Hapishanelerde artan baskı ve hak ihlallerine karşı, alınan merkezi karar doğrultusunda Adana, Dersim, İstanbul, İzmir, Urfa başta olmak üzere İHD şubelerinde eş zamanlı olarak, “Hapishanelerde Yaşatılan Hak İhlallerine Son Verilsin!” başlıklı basın açıklaması gerçekleştirildi.
İzmir’de Konak Meydanı’nda toplanan İHD İzmir Şubesi üyeleri ve insan hakları savunucuları “Mahpuslar Ölüyor Susma Suça Ortak Olma!” yazılı pankart açtı. Basın açıklamasını ise İHD İzmir Şubesi YK üyesi Meral Kaban okudu.
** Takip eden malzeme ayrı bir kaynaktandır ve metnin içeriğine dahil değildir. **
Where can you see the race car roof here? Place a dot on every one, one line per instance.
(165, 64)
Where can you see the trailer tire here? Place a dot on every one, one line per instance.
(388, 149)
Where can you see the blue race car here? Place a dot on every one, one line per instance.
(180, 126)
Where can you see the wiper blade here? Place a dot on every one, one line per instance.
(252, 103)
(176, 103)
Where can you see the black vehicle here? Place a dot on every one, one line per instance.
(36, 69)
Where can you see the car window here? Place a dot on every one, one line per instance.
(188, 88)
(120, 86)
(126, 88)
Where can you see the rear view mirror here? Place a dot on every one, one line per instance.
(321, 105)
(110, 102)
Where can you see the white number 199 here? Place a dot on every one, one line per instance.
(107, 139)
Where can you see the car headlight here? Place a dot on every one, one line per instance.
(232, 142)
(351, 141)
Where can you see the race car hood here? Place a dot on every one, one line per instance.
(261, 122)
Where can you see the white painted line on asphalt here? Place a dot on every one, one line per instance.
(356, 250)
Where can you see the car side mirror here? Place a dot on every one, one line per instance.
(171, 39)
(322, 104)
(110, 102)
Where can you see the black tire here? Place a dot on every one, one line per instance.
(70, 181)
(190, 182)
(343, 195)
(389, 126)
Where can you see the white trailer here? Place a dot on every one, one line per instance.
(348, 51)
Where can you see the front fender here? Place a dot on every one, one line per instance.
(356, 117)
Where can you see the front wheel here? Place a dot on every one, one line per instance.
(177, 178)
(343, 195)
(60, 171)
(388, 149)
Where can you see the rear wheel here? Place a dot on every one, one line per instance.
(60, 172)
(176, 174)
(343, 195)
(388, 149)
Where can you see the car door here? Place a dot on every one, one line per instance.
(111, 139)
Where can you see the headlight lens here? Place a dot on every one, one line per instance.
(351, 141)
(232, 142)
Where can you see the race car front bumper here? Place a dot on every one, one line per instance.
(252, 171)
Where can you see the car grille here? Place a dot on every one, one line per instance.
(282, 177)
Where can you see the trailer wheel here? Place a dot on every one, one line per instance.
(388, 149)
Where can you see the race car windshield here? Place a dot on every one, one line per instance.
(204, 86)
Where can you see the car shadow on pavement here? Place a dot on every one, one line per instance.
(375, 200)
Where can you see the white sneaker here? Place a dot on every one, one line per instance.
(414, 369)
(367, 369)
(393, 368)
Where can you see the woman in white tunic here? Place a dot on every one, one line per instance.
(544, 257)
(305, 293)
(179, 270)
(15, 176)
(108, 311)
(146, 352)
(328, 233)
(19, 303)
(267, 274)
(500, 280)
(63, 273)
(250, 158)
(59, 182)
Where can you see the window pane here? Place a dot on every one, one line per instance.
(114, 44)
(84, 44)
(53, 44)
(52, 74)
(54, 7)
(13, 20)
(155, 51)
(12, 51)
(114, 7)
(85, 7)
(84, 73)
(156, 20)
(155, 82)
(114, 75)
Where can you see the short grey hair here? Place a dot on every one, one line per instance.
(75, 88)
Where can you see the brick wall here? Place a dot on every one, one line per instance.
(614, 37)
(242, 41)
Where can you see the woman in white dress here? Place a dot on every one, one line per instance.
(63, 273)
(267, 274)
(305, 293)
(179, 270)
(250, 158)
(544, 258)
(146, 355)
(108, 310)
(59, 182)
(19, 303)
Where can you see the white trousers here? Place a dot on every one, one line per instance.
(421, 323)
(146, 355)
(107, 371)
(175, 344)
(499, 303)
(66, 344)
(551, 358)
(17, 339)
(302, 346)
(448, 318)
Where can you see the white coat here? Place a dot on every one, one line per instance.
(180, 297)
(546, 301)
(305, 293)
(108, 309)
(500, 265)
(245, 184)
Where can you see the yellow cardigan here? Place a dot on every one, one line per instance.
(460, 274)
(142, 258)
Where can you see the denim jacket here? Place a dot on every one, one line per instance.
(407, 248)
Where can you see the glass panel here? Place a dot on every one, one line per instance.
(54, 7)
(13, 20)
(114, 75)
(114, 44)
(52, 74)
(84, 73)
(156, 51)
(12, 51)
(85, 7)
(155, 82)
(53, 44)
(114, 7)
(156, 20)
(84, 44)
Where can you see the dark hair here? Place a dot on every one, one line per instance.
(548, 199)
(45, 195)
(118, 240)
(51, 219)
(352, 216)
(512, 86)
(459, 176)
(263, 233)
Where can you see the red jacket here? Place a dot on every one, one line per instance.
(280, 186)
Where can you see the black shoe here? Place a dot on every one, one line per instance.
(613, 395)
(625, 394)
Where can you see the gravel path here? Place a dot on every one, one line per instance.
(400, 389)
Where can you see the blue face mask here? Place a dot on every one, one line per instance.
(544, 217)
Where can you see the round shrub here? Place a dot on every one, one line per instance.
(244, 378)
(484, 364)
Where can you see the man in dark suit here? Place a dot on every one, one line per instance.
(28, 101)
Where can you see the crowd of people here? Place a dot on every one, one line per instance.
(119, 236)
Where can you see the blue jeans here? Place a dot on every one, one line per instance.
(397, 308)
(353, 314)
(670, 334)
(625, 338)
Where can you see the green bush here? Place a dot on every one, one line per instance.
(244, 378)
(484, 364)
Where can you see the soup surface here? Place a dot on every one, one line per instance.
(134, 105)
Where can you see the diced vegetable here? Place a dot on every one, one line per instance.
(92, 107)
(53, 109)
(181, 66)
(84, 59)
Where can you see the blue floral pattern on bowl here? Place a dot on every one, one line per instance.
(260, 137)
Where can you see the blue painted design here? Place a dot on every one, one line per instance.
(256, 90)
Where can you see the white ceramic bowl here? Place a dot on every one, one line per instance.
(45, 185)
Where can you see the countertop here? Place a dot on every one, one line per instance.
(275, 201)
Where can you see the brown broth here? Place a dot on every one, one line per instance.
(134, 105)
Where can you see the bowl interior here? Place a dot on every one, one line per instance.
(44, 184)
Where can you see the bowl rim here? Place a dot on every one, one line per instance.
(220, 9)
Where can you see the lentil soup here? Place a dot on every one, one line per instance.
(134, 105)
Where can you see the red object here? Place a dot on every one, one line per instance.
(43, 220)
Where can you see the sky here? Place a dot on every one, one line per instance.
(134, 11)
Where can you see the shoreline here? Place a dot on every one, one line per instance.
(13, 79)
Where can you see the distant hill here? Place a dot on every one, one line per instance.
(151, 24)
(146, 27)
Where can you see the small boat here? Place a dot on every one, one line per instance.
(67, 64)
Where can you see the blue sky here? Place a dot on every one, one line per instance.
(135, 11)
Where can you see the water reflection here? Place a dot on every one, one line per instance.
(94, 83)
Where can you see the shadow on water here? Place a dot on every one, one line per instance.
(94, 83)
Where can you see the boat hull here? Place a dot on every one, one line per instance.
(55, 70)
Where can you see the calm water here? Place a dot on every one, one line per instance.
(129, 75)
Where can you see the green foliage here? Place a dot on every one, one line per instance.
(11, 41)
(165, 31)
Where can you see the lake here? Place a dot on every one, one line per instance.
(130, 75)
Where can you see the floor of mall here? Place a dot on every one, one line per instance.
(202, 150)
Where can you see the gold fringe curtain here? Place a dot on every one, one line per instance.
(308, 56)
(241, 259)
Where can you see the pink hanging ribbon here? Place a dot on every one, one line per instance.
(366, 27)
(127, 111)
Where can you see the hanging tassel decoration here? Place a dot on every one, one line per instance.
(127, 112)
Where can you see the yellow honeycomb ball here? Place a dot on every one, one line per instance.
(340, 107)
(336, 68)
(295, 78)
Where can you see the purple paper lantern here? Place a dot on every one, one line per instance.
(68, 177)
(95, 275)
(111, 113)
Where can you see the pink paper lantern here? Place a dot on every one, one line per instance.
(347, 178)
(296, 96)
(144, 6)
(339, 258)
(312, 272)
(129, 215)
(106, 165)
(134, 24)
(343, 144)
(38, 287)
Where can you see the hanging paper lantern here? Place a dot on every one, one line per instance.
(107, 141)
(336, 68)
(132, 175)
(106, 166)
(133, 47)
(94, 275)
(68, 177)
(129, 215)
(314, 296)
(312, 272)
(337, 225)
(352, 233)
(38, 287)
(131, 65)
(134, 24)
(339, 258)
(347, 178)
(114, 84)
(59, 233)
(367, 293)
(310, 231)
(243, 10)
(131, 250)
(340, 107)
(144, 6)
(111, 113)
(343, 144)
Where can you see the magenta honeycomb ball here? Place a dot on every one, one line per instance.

Türkiye’de hapishanelerin, başta muhalifler olmak üzere siyasi iktidar tarafından "tehlikeli"olarak değerlendirilen insanların tutulduğu mekanlar haline geldiğini, özellikle 12 Eylül 1980 Askeri Darbesi ile hapishanelerde muhalif olan bir çok kişinin işkencelerden geçirilerek katledildiğini belirten Kaban, hapishanelerin çeşitli işkence ve kötü muamele uygulamalarıyla bilindiğini söyledi.
“Türkiye Hapishanelerinin Birer İnsan Hakları İhlal Merkezine Dönüştü”
İHD’nin tam da böyle bir ortamda kurulduğunu ve 35 yılı aşkın bir süredir hapishanelerde yaşanan ihlallerin son bulması, ihlali meydan getirenlerin hukuk önünde hesap vermesi ve bir daha benzer ihlallerin yaşanmaması için mücadele etmekte olduğunu söyleyen Meral Kaban, “Ancak geçmişten bu yana hiçbir iktidarın hapishanelerde yaşanan hak ihlallerini giderme konusunda yeterli irade ortaya koymaması bugün de Türkiye hapishanelerinin birer insan hakları ihlal merkezine dönüşmesine neden olmaktadır” dedi.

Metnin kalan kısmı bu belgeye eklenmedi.